Los bares son lugares para la relación social. En ellos conocemos a gente, nos enteramos de las novedades que ocurren en el pueblo o en el barrio, echamos la partida, leemos la prensa y comentamos las últimas noticias. Cuando las llaves de las copas abren las puertas de los sentimientos hacemos y nos hacen confidencias. También sirven para conocer la condición de las personas a poco que se sea observador, pues el dicho de que en la mesa y en el juego se conocen al caballero hallan aquí terreno abonado para ello.
Hay momentos para la pequeña picaresca, que si no llega a mayores es más por la falta de ocasión que por escrúpulos de conciencia. Un cliente con acreditada fama de roñoso, rebajaba el número de consumiciones que se había tomado cuando el tabernero le preguntaba que cuántas habían sido. Este, con el grado que da la veteranía, buscó la estrategia para evitarlo. Si decía tres, él replicaba que cinco, a lo que respondía que ni hablar, que eran cuatro, con lo cual pagaba lo que correspondía.
El que está detrás de la barra aprende, pero también lo hacen los veceros.
Se puso de moda durante un tiempo la venta de unas papeletas dobladas y cosidas con hilo. El proveedor entregaba al dueño del bar dos bolsas, en una iban las que contenían los premios y en la otra las vanas. Incluso se apreciaban tonalidades distintas en unas y otras. Así se las ponían a Felipe II en el billar y a los pícaros la tentación en bandeja. Las premiadas salían cuando el del bar creía conveniente. En un papel visiblemente expuesto estaban anotados los premios, el mayor de los cuales creo que era de quinientas pesetas y se cobraban en especie. Cuando aparecía uno debía tacharlo. Cierta noche llegó una cuadrilla que venía de ‘cordeleo’, haciendo el viacrucis de otros bares, caldeados por el vino y dispuestos los bolsillos para los dispendios. Observaron que los premios mayores aún no estaban borrados y la cantidad de papeletas que quedaban no eran excesivas. Así que hicieron cálculos por lo alto y se lanzaron al abarco. ¡Danos el resto!

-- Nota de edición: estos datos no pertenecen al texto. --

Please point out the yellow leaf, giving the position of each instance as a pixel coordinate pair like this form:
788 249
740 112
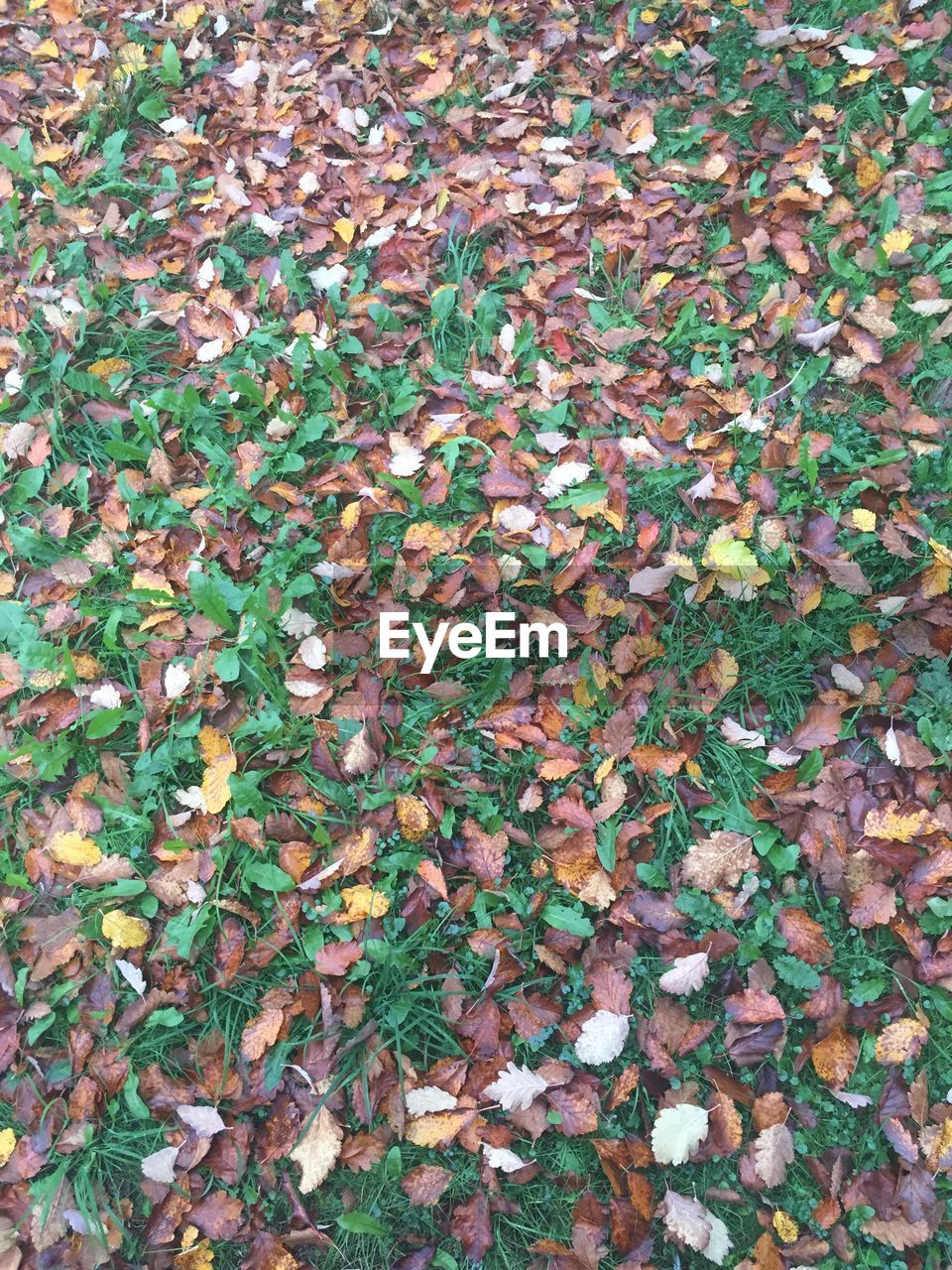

Al dueño del negocio le cambió el semblante. Intentó convencerlos de que desistieran de su empeño, aconsejando que no arriesgaran porque no le saldrían las cuentas. Esto en lugar de quitarles las ganas las aumentó. Y también las sospechas. Descubierto el engaño, las excusas fueron que se le había olvidado tachar los premios y que seguramente fuera un forastero el agraciado. Desarmado el débil argumentario claudicó y mediante acuerdo resarció el gasto e invitó a más rondas. La picaresca sigue teniendo buena tierra de cultivo por las tierras de España.
Viejas anécdotas de bares que desaparecieron hace tiempo. Por el bien de los profesionales que viven de esta actividad y por el esparcimiento de quienes gustan frecuentarlos, deseamos que vuelva pronto la normalidad para disfrutarlos.